The maximum chain length is determined by the number of partitions a DistKV network might split into. Thus the network guarantees that it is possible which side of a split modified a record when the split is healed.

If both sides did, the conflict is resolved deterministically. TODO: when this happens, send a notification to clients.

After a network split, a four-step protocol re-synchronizes the participants:

  • broadcast the current counters
  • broadcast known-value and known-deleted lists
  • broadcast a list of missing node events
  • broadcast the missed data

DistKV does not have a master node, much less a consensus-based election system (Raft, Paxos, …). Instead, DistKV uses an asyncserf Actor to compile a short list of available servers that’s broadcast every few seconds.

When a partitioned network is re-joined, the current housekeepers are responsible for driving and monitoring the re-sync protocol.

Storage

DistKV is intended to be used in a mostly-RAM architecture. There is no disk-based storage backend; snapshots and event logs are used to restore a system, if necessary. Feeding old snapshots to a running system is mostly benign, but see below.

DistKV is based on the gossip system provided by Hashicorp’s Serf. It supports all data types that can be transmitted by MsgPack <https://github.com/msgpack/msgpack/blob/master/spec.md>.

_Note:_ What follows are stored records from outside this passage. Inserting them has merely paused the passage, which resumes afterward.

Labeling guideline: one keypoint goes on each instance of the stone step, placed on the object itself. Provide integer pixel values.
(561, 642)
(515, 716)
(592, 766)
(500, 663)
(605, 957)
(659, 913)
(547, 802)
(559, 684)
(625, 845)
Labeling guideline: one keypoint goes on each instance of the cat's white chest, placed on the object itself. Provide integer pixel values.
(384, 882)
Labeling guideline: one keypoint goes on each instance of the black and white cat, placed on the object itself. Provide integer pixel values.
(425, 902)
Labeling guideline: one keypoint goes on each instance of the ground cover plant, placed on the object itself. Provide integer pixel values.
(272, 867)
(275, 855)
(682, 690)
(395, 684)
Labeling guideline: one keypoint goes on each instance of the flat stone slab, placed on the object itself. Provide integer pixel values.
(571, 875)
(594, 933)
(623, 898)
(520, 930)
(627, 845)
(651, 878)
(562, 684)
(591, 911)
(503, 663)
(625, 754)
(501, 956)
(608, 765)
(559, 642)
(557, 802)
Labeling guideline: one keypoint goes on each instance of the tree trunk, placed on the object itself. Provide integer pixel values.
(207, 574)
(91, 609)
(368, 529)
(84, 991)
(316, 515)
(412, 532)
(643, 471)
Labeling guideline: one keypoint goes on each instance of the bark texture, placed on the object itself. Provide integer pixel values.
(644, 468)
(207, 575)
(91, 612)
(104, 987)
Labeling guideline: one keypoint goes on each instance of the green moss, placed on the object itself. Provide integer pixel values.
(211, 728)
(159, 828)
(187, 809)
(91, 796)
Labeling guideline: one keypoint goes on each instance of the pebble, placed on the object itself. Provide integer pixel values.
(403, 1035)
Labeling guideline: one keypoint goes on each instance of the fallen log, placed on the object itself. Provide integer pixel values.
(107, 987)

TODO: MsgPack has extension types, so constructing Python objects is possible.

Record Deletion

Deleting data records is when DistKV’s synchronization protocol breaks down, because DistKV can’t attach chains to records which no longer exist.

DistKV fixes this by keeping a separate record of deleted entries, or rather their chain links. This works well for mostly-static storages but becomes a problem on more dynamic systems.

Thus, periodic clean-up is required. This is achieved by creating a separate “Delete” Actor group which contains every system with persistent storage plus one system per network that’s not already covered.

When every node of this group is online, they periodically broadcast a tuple of tock values: one which signals that deletions with earlier tocks may safely be flushed, and a high-water limit for the next round.

A node that receives this tuple compares the received first value with the last transmission’s second. If it’s higher, deletions may have been missed, most likely due to a network outage between that node and the closest Delete member. Since the records are now gone, the node will connect to one of the Delete group members and send a list of each entry’s last-change chain links. The recipient will re-broadcast any misses as “new” deletions.